Satoru apoyó el pie en el pilar y se dio cuenta de que era inestable como arenas movedizas. Llegado este punto, seguir los pasos de Sukuna ya no era viable. Había que estar loco para tratar de hacer algo así. Sin embargo, antes de que pudiera retroceder, Satoru oyó que un joven lo llamaba desde el suelo.

     —¿Gojo-sensei?

A Satoru se le detuvo el corazón al ver la diminuta figura de Yuji desde aquellos cuatro pisos de distancia.

     —¡Yuji! —gritó—. Si eres tú, vas a saber lo que es bueno.

     —Sukuna está conmigo. ¡No trates de cruzar esa pared!

     —No pensaba hacerlo —respondió Satoru, luchando por contener la rabia que sentía al comprobar que Yuji había hecho caso omiso de la orden de quedarse en el coche—. Quédate ahí.

A Satoru pareció llevarle una eternidad bajar por la prisión. Se movía tratando de dominar el pánico que sentía, corriendo cuando podía, ignorando los lamentos y los insultos que llenaban el ambiente al bajar piso por piso.
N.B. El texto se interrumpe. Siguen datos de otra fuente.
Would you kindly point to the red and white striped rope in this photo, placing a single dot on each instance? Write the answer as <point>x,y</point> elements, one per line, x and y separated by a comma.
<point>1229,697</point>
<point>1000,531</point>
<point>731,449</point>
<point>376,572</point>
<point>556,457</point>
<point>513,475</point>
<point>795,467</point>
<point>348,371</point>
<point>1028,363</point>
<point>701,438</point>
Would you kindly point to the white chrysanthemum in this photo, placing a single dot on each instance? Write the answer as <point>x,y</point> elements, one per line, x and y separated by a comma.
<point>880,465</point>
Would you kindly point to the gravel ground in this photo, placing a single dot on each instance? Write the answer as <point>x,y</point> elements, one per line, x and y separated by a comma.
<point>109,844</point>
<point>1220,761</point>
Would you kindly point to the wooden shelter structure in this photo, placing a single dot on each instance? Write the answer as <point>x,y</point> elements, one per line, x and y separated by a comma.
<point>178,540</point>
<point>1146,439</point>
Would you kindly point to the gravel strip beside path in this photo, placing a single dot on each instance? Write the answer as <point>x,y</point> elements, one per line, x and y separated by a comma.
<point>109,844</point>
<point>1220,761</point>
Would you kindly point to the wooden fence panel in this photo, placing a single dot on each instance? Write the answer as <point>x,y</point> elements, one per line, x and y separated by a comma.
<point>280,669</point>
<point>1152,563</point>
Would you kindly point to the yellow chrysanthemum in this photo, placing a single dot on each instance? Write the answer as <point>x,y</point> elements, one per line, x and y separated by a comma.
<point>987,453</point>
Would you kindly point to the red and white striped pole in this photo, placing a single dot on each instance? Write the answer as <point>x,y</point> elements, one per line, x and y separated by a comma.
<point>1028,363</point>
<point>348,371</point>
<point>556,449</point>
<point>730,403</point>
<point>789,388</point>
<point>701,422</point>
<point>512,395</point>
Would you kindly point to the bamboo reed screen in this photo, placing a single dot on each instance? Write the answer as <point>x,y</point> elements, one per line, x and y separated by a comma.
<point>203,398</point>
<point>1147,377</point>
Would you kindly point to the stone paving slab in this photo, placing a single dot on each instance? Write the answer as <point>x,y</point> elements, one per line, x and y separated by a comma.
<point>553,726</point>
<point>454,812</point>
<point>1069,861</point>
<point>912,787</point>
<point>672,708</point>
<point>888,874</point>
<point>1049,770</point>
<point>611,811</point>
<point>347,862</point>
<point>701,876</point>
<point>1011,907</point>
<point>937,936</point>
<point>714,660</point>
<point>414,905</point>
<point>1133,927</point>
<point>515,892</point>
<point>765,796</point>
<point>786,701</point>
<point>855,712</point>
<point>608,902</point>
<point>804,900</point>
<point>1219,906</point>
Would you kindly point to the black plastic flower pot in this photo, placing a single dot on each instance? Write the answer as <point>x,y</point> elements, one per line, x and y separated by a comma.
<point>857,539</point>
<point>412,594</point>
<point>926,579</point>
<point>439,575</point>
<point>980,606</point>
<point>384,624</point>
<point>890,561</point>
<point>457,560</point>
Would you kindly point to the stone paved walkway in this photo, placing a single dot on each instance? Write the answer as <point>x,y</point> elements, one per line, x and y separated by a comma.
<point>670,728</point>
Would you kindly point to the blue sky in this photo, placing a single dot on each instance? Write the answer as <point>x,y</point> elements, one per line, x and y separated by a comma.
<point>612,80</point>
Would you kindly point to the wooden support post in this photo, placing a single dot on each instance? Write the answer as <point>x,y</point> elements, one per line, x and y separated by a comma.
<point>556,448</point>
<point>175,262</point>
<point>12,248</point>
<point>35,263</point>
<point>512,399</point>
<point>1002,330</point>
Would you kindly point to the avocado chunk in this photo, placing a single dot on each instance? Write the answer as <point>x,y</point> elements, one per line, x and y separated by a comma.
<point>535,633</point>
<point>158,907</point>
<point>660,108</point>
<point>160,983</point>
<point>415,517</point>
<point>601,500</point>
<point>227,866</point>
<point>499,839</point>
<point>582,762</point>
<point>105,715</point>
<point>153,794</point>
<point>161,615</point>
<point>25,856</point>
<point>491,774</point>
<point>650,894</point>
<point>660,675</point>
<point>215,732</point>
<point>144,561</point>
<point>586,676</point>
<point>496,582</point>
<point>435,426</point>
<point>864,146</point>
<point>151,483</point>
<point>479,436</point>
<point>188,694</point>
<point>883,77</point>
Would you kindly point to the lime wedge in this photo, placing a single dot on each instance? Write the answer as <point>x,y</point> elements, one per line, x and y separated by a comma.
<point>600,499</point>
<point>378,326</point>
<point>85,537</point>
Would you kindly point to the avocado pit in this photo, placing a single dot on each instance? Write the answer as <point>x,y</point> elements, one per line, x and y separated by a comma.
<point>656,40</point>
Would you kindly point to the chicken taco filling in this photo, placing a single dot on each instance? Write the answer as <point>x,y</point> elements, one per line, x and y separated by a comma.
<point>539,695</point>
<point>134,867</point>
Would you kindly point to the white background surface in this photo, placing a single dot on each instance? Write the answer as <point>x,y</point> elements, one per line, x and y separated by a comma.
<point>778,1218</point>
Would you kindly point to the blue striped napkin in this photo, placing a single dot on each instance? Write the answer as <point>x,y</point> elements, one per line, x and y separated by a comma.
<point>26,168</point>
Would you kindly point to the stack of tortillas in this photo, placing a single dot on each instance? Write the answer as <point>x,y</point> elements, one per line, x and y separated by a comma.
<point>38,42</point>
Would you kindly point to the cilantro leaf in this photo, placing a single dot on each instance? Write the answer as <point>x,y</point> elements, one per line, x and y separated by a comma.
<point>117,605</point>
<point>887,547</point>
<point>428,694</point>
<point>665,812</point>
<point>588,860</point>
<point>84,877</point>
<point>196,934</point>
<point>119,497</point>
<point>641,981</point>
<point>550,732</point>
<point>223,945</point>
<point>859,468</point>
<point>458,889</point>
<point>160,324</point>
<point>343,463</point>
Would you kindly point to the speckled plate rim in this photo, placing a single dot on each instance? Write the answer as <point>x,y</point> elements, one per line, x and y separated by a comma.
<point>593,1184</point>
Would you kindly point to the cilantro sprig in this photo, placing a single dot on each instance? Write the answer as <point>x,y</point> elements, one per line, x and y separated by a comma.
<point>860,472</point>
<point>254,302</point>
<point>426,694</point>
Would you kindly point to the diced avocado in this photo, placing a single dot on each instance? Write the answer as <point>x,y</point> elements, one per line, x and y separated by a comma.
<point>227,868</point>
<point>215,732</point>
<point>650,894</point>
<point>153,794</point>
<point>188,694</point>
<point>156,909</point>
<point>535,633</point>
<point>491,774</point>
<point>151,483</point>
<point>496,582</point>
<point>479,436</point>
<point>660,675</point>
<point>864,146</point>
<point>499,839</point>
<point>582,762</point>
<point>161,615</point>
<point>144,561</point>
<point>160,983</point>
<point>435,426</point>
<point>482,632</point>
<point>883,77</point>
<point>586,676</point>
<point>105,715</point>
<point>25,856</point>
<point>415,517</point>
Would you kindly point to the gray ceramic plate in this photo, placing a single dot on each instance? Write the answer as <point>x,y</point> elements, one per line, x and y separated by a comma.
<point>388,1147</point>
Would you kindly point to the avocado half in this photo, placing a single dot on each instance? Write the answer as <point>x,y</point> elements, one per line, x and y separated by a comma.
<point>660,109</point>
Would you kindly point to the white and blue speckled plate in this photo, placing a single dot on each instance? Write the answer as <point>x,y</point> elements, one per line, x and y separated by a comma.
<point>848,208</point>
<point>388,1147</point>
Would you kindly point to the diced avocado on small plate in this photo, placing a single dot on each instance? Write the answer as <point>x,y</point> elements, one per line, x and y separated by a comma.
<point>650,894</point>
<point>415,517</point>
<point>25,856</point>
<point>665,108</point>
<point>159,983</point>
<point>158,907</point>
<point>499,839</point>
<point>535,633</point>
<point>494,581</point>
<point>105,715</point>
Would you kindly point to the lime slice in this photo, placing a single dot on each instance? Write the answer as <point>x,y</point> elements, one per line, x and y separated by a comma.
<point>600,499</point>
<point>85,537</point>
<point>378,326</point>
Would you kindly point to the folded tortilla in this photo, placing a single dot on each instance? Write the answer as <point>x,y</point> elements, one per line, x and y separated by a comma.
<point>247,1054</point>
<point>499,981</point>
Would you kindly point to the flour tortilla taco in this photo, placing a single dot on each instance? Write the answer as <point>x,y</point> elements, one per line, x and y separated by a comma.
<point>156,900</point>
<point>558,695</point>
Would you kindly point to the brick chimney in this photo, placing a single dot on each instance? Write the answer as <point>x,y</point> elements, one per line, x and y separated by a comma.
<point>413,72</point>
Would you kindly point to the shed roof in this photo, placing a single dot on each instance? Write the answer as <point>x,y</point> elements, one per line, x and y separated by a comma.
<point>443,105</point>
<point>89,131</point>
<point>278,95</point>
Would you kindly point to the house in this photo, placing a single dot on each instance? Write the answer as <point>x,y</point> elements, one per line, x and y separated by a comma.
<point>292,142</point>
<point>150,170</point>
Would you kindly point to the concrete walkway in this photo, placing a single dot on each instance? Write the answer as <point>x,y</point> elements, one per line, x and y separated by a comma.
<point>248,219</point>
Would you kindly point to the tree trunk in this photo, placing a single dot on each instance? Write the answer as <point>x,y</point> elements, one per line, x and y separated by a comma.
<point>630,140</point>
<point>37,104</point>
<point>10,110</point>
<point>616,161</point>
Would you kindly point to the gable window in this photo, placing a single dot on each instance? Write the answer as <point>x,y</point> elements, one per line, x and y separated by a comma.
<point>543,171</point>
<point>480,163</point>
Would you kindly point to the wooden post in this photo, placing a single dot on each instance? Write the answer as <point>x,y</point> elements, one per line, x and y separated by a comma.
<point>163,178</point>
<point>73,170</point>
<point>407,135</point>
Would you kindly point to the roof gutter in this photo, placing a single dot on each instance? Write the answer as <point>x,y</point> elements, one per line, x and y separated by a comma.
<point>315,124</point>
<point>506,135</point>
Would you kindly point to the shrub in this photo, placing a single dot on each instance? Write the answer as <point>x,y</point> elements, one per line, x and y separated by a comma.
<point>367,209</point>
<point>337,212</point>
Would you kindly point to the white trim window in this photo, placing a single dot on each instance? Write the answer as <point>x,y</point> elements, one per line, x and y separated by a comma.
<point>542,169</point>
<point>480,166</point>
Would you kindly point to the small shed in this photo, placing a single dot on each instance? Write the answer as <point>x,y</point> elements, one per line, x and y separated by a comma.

Finalmente salió de la fortaleza y lo rodeó, corriendo lo más rápido que pudo. Vio un pequeño grupo de curiosos, soldados a pie y a caballo y a Tōdō y Yūta, todos esperando a una distancia considerable de Yuji y su prisionero.

     —Gojo-sensei —dijo Tōdō—, Yuji, mi hermano; lo alcanzó antes de que nosotros pudiéramos verlo, nos dijo que nos quedáramos aquí, o...

     —Mantén a todo el mundo lejos de aquí mientras yo me encargo de esto —espetó Satoru.

Los agentes hicieron retroceder a los curiosos varios metros, mientras Satoru iba raudo al encuentro de su protegido. Yuji parecía relajado y seguía apuntando a su hermano sin titubear.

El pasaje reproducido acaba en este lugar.